Analysis of agglomeration particle size near the burning surface of aluminized solid propellant based on digital inline holography

Abstract

Aluminum powder can increase the specific impulse and improve the combustion performance of a solid propellant; however, agglomeration can result in the loss of two-phase flow, a decrease in specific impulse of the propellant, and an increase in the thermal protection pressure of the motor structure. This study employs digital inline holography, which offers the advantage of non-contact three-dimensional measurements, to investigate the agglomeration particle size near the burning surface.

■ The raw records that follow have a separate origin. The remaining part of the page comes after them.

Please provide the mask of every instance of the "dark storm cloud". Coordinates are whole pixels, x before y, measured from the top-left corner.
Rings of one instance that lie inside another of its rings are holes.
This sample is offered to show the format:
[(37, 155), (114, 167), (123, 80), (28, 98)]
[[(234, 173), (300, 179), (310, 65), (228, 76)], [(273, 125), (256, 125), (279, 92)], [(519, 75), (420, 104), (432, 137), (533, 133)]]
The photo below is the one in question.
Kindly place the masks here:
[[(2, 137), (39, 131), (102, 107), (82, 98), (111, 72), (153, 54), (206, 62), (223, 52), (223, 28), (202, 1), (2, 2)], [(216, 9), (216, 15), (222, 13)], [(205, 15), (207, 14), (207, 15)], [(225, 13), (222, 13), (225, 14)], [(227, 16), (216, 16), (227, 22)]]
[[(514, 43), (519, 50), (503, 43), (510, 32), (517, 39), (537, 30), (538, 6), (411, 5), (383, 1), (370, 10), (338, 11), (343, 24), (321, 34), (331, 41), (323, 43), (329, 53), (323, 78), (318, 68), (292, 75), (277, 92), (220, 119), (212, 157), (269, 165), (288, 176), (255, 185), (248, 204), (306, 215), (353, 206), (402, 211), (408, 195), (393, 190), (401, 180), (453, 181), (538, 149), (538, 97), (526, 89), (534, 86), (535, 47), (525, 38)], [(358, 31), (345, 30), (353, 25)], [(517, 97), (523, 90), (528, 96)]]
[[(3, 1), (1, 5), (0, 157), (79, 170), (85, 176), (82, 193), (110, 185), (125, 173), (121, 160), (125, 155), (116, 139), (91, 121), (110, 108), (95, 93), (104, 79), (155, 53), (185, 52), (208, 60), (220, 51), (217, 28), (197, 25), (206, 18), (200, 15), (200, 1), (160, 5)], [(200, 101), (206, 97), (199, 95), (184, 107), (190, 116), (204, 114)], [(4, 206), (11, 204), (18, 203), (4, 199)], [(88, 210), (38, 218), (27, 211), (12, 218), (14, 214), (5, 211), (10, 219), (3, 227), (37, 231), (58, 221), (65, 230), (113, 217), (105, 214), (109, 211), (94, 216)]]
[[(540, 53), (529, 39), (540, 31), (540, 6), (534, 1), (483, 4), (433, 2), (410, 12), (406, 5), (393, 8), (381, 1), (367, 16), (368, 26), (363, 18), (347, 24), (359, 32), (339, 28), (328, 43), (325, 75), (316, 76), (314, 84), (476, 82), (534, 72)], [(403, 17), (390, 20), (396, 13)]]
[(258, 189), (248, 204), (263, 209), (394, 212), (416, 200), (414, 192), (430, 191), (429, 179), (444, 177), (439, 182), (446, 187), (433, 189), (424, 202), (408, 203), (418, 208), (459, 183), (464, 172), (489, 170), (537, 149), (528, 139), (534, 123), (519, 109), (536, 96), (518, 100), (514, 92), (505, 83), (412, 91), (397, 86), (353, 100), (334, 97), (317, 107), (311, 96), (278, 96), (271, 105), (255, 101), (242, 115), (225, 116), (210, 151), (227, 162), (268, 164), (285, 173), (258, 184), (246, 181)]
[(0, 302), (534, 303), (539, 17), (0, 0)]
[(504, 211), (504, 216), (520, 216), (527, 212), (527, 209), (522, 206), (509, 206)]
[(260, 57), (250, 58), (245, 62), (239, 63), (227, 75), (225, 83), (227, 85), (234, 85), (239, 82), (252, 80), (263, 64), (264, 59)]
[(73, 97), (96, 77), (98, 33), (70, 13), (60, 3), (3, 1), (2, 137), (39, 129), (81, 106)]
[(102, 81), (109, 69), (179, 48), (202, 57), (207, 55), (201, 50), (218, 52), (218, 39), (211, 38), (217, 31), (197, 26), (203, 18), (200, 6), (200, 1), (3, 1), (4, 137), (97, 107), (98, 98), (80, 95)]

This study aims to quantitatively analyze these particle size data to determine the effects of pressure, ammonium perchlorate particle size, coarse and fine ammonium perchlorate content ratio, and aluminum particle size on the agglomeration particle size distribution. The experimental results indicate that increasing the pressure from 0.1 MPa to 0.8 MPa reduces the average particle diameter of agglomeration by at least 9.6%, results in a more concentrated agglomeration particle size distribution, and decreases the volume and number proportion of agglomeration by approximately 7% and 17%, respectively. Furthermore, when the particle size of ammonium perchlorate decreases from 250 μm to 90 μm, the agglomeration particle size distribution becomes more concentrated, the average diameter of agglomeration decreases by at least 37.4%, and the number and volume proportion of agglomeration decrease by approximately 13% and 44%, respectively. The ratio of coarse and fine ammonium perchlorate content has a nonlinear effect on agglomeration. When this ratio is 0.6, the average agglomerate diameter decreases by at least 16%, the agglomeration particle size distribution is more concentrated than that the ratio is 0.39 and 1.29, and the agglomeration number and volume fraction decrease by more than 6% and 32%, respectively. Moreover, decreasing the initial aluminum particle size from 30 μm to 15 μm reduces the average agglomeration particle diameter by more than 21.6%, results in a more concentrated agglomeration particle size distribution, however, increases the number and volume proportion of agglomeration by approximately 17% and 8%, respectively. The conclusions of this study are expected to be significantly helpful in optimizing propellant formulation, reducing the particle size of aluminum agglomeration, and improving the combustion performance of propellants.